Connection Pool Metrics

FraiseQL monitors connection pool pressure and emits scaling recommendations. The pool does not resize itself at runtime (the underlying library has no resize API) — use these metrics to decide when to raise pool_max in fraiseql.toml and restart.

Metric	Type	Description
`fraiseql_pool_tuning_size`	Gauge	Current configured pool size
`fraiseql_pool_tuning_queue_depth`	Gauge	Pending connection requests in the pool queue
`fraiseql_pool_tuning_adjustments_total`	Counter	Scaling recommendations emitted (not actual resizes)

Cache Metrics

Metric	Type	Description
`fraiseql_cache_hits`	Counter	Total cache hits
`fraiseql_cache_misses`	Counter	Total cache misses
`fraiseql_cache_hit_ratio`	Gauge	Cache hit ratio (0–1)

Feature Metrics

Metric	Type	Description
`fraiseql_apq_hits_total`	Counter	Automatic Persisted Query cache hits
`fraiseql_apq_misses_total`	Counter	Automatic Persisted Query cache misses
`fraiseql_apq_stored_total`	Counter	Automatic Persisted Queries stored
`fraiseql_apq_redis_errors_total`	Counter	Redis errors in APQ store (fail-open; only present with `redis-apq` feature)
`fraiseql_ws_connections_total`	Counter	WebSocket connection attempts (labeled by `result`)
`fraiseql_ws_subscriptions_total`	Counter	WebSocket subscription attempts (labeled by `result`)
`fraiseql_trusted_documents_hits_total`	Counter	Trusted document cache hits
`fraiseql_trusted_documents_misses_total`	Counter	Trusted document cache misses
`fraiseql_trusted_documents_rejected_total`	Counter	Rejected untrusted documents
`fraiseql_pkce_redis_errors_total`	Counter	Redis errors in PKCE state store (fail-open; only present with `redis-pkce` feature)
`fraiseql_rate_limit_redis_errors_total`	Counter	Redis errors in rate limiter (fail-open; only present with `redis-rate-limiting` feature)
`fraiseql_multi_root_queries_total`	Counter	Multi-root GraphQL queries executed in parallel
`fraiseql_observer_dlq_overflow_total`	Counter	Observer DLQ entries dropped due to `max_dlq_size` cap
`fraiseql_schema_reloads_total`	Counter	Successful schema hot-reloads (via admin API or SIGUSR1)
`fraiseql_schema_reload_errors_total`	Counter	Failed schema reload attempts

Transport Metrics

Transport-level metrics are emitted alongside per-query metrics:

fraiseql_rest_requests_total — REST request count
fraiseql_grpc_requests_total — gRPC request count
All fraiseql_query_* metrics include a transport label (graphql, rest, grpc, websocket)

Metric Labels

Common labels across metrics:

Label	Description
`operation`	GraphQL operation name
`type`	query, mutation, subscription
`status`	success, error
`error_code`	Error code if failed
`transport`	graphql, rest, grpc, websocket

Grafana Dashboard

FraiseQL ships a pre-built 12-panel Grafana 10+ dashboard covering latency percentiles, connection pool health, cache stats, and error rates.
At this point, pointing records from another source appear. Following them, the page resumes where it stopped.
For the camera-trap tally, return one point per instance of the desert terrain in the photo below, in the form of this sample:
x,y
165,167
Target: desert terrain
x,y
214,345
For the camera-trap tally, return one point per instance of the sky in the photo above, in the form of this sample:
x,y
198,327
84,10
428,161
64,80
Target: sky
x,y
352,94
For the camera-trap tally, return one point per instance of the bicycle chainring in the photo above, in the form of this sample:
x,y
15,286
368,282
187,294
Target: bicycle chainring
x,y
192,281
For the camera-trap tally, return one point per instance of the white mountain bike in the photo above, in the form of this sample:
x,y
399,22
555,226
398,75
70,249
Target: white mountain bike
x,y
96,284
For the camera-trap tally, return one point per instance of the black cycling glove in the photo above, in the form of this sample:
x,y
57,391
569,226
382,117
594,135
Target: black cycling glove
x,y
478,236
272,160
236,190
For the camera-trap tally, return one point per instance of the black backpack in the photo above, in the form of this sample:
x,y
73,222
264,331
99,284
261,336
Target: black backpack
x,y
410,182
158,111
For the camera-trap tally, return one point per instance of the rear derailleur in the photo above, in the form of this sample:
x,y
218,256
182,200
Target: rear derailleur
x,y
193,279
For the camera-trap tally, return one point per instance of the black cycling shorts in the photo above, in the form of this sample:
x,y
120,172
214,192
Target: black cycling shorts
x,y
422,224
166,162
Fetch it at runtime:

curl http://localhost:8080/api/v1/admin/grafana-dashboard > fraiseql-dashboard.json

Import the JSON into Grafana (Dashboards → Import). The dashboard wires directly to your Prometheus datasource with no manual panel configuration.

Example PromQL queries for custom panels:

# Request rate
rate(fraiseql_http_requests_total[5m])

# Average query duration (milliseconds gauge)
fraiseql_graphql_query_duration_ms

# Error rate
rate(fraiseql_graphql_queries_error[5m]) / rate(fraiseql_graphql_queries_total[5m])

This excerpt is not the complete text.